Além de São Paulo, estado considerado epicentro da organização criminosa, e Mato Grosso do Sul, também houve cumprimento de mandados de busca e apreensão e de prisão em Goiás, Espírito Santo, Mato Grosso, Paraná, Rio de Janeiro e Santa Catarina.
Outras entidades, como a Procuradoria-Geral do Estado de São Paulo, a Procuradoria-Geral da Fazenda Nacional e o MPSP, também participaram da operação.
Iguatemi
A primeira e a segunda fases das investigações apuraram o envolvimento da máfia do combustível no setor de distribuição e também no financeiro.
Há um ano, houve cumprimento de mandados de busca e apreensão na Avenida Brigadeiro Faria Lima, coração financeiro do Brasil, em São Paulo, mas também em distribuidoras espalhadas pelo País.
É o caso de uma estrutura com três tanques de combustível que já foi uma pequena destilaria de etanol na década de 2000, em Iguatemi, no Cone Sul de Mato Grosso do Sul, e que virou uma espécie de incubadora de empresas ligadas a algum tipo de fraude fiscal ou atividade criminosa.
A estrutura, criada há 24 anos para abrigar a pequena Destilaria Centro-Oeste Iguatemi, no km 18 da Estrada da Balsinha, atual MS-290, é sede das duas empresas que mais devem ao Fisco federal em Mato Grosso do Sul e foi alvo das operações Carbono Oculto e Fluxo Oculto.

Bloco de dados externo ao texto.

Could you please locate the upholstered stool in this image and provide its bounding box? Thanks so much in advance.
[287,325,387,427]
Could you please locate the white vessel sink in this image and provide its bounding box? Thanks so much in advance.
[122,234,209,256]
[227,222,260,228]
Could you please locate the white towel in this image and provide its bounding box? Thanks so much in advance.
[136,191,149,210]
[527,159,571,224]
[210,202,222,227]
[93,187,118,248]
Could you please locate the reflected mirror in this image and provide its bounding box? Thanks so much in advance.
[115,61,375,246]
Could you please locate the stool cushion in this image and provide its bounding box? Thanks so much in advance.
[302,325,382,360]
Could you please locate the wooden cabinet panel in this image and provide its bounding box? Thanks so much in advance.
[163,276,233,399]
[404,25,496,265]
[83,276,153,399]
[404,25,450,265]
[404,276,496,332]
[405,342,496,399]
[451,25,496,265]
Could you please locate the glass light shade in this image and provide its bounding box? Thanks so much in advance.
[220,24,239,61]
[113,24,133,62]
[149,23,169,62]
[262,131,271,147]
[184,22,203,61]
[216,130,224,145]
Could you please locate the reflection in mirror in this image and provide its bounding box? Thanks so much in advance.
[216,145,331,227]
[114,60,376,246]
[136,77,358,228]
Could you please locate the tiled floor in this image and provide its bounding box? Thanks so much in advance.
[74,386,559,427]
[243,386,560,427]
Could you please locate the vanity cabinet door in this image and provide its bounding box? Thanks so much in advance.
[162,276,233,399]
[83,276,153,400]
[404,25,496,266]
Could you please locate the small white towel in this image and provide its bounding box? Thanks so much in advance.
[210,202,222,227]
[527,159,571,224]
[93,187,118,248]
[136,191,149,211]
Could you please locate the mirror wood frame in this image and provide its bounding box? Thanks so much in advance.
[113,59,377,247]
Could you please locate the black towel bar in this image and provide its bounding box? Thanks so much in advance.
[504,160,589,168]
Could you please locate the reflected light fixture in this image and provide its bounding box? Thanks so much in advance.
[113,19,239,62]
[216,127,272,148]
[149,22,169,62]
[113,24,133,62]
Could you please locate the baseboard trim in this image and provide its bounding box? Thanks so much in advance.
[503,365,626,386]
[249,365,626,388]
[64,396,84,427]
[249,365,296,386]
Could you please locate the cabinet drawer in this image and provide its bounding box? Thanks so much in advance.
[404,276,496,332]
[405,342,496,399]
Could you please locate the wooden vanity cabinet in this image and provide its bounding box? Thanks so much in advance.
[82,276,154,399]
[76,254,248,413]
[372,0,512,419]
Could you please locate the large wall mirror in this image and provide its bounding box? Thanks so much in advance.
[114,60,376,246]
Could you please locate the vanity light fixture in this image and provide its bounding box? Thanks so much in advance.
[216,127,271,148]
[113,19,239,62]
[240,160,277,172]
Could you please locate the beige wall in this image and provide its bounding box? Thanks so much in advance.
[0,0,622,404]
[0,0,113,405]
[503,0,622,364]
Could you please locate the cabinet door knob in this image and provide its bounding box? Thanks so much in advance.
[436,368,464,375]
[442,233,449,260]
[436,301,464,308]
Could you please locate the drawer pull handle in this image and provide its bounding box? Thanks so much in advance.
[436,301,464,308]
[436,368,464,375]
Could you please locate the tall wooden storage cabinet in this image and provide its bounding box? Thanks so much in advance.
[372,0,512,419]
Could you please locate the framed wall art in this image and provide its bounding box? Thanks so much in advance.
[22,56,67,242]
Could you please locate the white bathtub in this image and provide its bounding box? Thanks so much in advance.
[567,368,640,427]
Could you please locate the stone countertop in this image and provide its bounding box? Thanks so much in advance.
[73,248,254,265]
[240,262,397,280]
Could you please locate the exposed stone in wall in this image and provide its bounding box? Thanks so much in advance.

O local foi interditado pela ANP em outubro do ano passado. Na época, a agência identificou uma base fantasma de empresas que burlavam as normas de distribuição de combustível.
No endereço funcionavam empresas ligadas ao empresário Armando Hussein Ali Mourad, irmão de Mohamad Murad, como a Safra Distribuidora de Petróleo.
Mohamad Murad, o Primo, e Roberto Augusto Leme da Silva, o Beto Louco, eram os gerentes do esquema de fraude fiscal e lavagem de dinheiro, segundo as informações apuradas na Operação Carbono Oculto. A investigação mostrou a conexão entre o esquema de fraude e a organização criminosa PCC.
Além da Safra, a estrutura que já foi a pequena destilaria abrigava as seguintes empresas que foram alvo da operação: Alpes Distribuidora de Petróleo Ltda., peça fundamental na fraude; e Império Comércio de Petróleo S.A., investigada por fraudes bilionárias no ressarcimento de contribuições como PIS e Cofins. A dívida de R$ 2,93 bilhões da Alpes com o Fisco federal é a maior da modalidade em Mato Grosso do Sul.
No local funcionavam mais de 20 empresas, com mais da metade delas envolvida no esquema investigado pela Operação Carbono Oculto.